Tuesday, May 26, 2009

EASTWARD HO...























This country is vast, the landscape offering us such a myriad of changes. Today as we left Ogden (quick apology here...Osmonds I realised were not from Ogden, but Provo Utah)..anyway we headed out on the freeway, winding through the hills to find ourselves in an enormous plain. You could see nothing for miles and miles except flat land. And some sort of ‘boxes’ and pipes that dotted the landscape the further east we drove. I think they were for either gas or military pipelines. There were long windbreaks along the sides of the motorways, i think to prevent erosion of the soil, which could possibly be verified as earlier when we stopped at Lyman I saw a pickup go past with a sign for Erosion Prevention. Lyman is a mining town of only 2000 people. The main employment is the mine where they mine for soda ash.
We had lunch there, and chatted to the local cop.
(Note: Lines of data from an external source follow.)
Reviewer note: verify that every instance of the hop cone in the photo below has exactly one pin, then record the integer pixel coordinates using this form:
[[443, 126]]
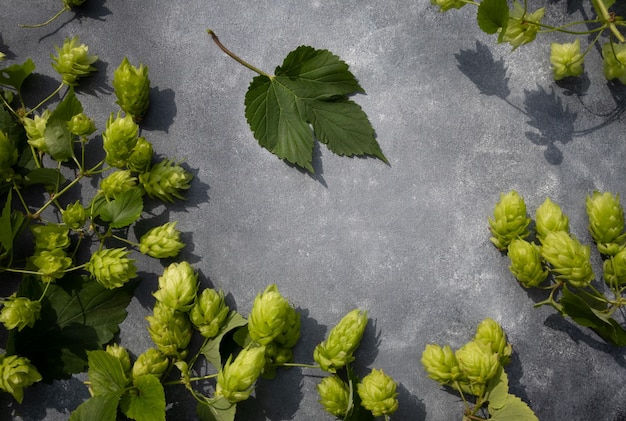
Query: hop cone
[[165, 181], [336, 351], [16, 373], [440, 364], [73, 61], [236, 378], [509, 221], [615, 269], [209, 312], [111, 267], [606, 222], [569, 259], [334, 396], [132, 88], [526, 263], [19, 312], [162, 241], [549, 217], [378, 393]]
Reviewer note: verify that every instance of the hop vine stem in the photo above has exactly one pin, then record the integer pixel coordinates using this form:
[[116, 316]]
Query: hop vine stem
[[234, 56]]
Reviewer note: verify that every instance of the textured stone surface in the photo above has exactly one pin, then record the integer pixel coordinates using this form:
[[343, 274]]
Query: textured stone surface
[[459, 118]]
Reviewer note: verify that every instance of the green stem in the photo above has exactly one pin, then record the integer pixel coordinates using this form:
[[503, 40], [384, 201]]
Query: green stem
[[236, 58], [48, 98], [39, 25]]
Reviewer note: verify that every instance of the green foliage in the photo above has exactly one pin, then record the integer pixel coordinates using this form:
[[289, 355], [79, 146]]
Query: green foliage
[[570, 279], [519, 25], [77, 314], [307, 99], [478, 371]]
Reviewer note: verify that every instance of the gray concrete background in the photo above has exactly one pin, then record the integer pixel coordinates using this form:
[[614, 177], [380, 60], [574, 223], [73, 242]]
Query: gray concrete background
[[460, 119]]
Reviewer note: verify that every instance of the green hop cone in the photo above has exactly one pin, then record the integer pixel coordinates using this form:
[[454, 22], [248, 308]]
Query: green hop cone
[[526, 263], [152, 361], [614, 61], [445, 5], [74, 215], [73, 61], [549, 217], [378, 393], [236, 378], [165, 181], [119, 139], [615, 269], [122, 355], [606, 222], [51, 264], [509, 220], [50, 237], [477, 362], [178, 286], [440, 364], [16, 374], [566, 59], [336, 351], [8, 157], [209, 312], [19, 312], [111, 267], [270, 315], [490, 334], [117, 182], [334, 395], [569, 259], [81, 125], [141, 157], [132, 88], [522, 27], [162, 241], [170, 330], [36, 129]]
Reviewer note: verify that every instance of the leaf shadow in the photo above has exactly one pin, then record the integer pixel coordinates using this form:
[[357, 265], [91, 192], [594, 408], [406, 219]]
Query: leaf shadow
[[587, 336]]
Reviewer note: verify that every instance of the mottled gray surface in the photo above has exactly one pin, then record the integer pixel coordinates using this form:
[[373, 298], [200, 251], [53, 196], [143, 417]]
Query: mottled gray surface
[[459, 118]]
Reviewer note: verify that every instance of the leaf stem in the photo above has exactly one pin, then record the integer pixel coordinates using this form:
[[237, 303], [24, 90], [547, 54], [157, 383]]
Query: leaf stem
[[39, 25], [235, 57]]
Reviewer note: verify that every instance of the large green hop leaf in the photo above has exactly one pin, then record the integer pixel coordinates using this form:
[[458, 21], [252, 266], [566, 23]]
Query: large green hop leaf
[[307, 99]]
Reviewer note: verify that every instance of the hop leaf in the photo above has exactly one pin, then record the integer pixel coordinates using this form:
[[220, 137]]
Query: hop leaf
[[526, 263], [509, 220], [378, 393], [336, 351], [73, 61], [569, 259], [334, 396], [566, 59], [132, 88]]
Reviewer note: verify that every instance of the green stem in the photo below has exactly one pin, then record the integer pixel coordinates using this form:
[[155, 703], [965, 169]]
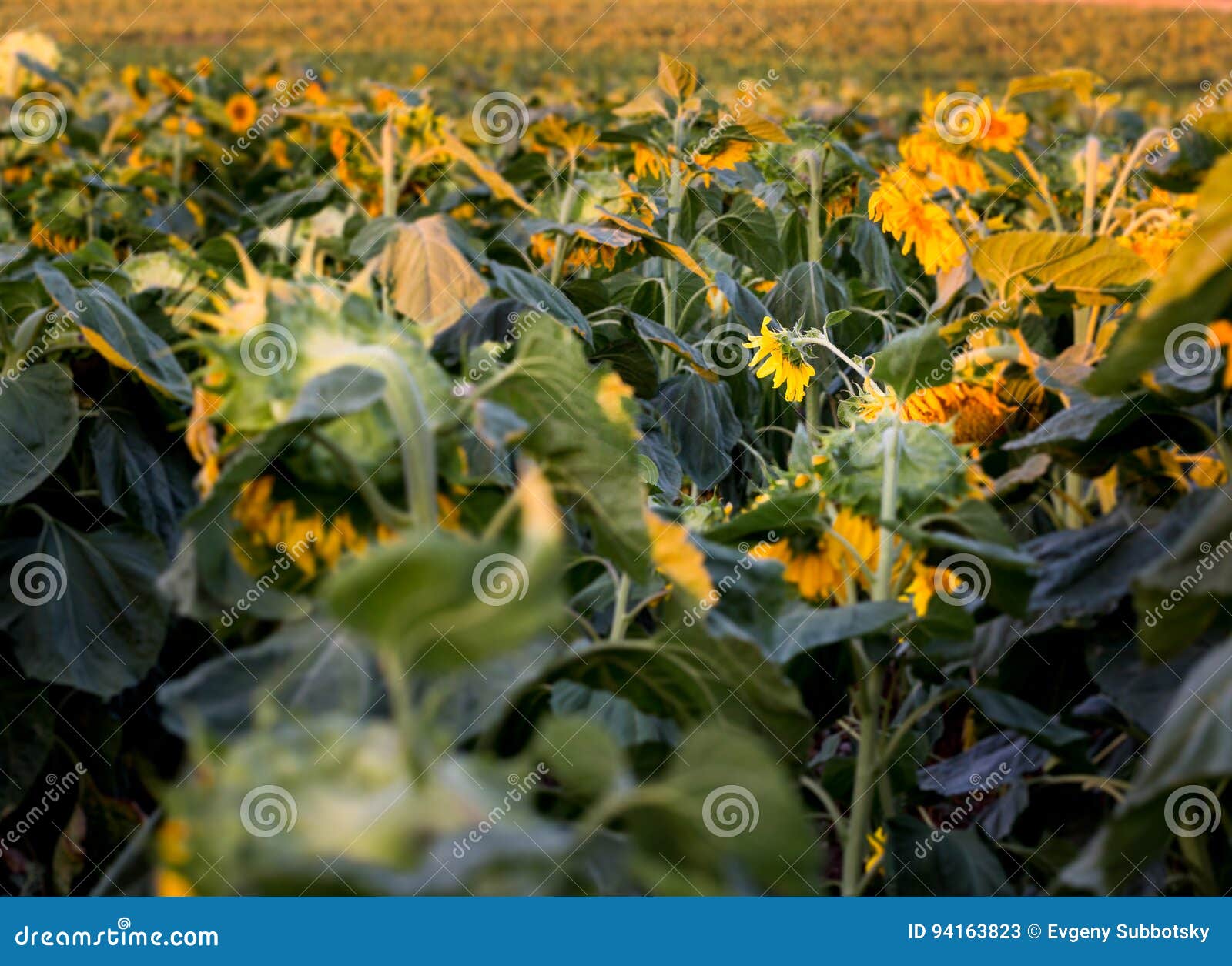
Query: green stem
[[869, 690], [815, 206], [620, 610], [400, 705]]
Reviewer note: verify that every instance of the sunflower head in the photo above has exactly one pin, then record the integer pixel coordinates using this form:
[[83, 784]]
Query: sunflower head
[[776, 355]]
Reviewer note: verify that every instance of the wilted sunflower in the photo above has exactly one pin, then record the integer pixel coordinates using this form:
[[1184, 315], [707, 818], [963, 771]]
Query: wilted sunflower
[[242, 111], [779, 358], [902, 206], [977, 412]]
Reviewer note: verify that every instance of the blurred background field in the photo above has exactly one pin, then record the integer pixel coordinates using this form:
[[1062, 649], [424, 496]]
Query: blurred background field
[[1163, 51]]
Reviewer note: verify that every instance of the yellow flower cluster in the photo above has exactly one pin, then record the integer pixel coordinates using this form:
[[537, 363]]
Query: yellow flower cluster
[[52, 242], [843, 561]]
He told us about the area and gave the girls both a police badge key ring.
We drove for hours on a long straight road. The number of trucks on the road is massive and constant We also these amazingly long trains. There were three, sometimes four engines and they hauled about 100 carriages, one we lost count at about 130 carriages. Each carriage had a container on it, and on top of that container, was a second container. Huge hauling.
We’ve stopped at Rawlins for the night after being on the move since 9a.m.
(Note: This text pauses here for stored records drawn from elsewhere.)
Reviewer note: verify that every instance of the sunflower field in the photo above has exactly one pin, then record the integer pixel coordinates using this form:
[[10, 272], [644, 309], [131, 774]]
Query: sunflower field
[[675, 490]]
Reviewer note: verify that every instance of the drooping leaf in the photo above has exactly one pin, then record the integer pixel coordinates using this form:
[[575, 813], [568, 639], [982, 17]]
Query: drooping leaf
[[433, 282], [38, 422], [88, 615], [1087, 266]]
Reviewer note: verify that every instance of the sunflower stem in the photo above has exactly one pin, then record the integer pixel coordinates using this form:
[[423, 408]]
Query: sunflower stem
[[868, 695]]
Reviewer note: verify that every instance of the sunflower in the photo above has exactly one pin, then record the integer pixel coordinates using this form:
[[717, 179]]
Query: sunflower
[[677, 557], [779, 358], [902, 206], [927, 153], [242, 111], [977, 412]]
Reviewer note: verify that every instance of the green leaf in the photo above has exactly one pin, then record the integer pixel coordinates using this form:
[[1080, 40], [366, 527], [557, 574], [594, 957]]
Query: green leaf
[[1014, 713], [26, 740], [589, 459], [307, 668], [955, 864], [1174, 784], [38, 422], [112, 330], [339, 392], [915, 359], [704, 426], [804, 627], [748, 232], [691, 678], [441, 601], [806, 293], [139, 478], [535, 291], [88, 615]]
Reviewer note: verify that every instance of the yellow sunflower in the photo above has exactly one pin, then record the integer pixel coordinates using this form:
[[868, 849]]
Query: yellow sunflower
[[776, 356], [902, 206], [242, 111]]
On the plains we had risen about 7000 feet high and at one stage so Neil tells me (i had snoozed for a moment) the road was at least 10 or more miles ahead and it simply disappeared into the horizon. There was also a wind farm. The rocky landscape had nature made turrets of red-brown rock and hillsides that just levelled off completely flat. So different from the towering snow-capped mountains of a few days ago.
Cheyenne tomorrow and then finally into Boulder where we stay for a few days attending Neil’s nephew’s wedding.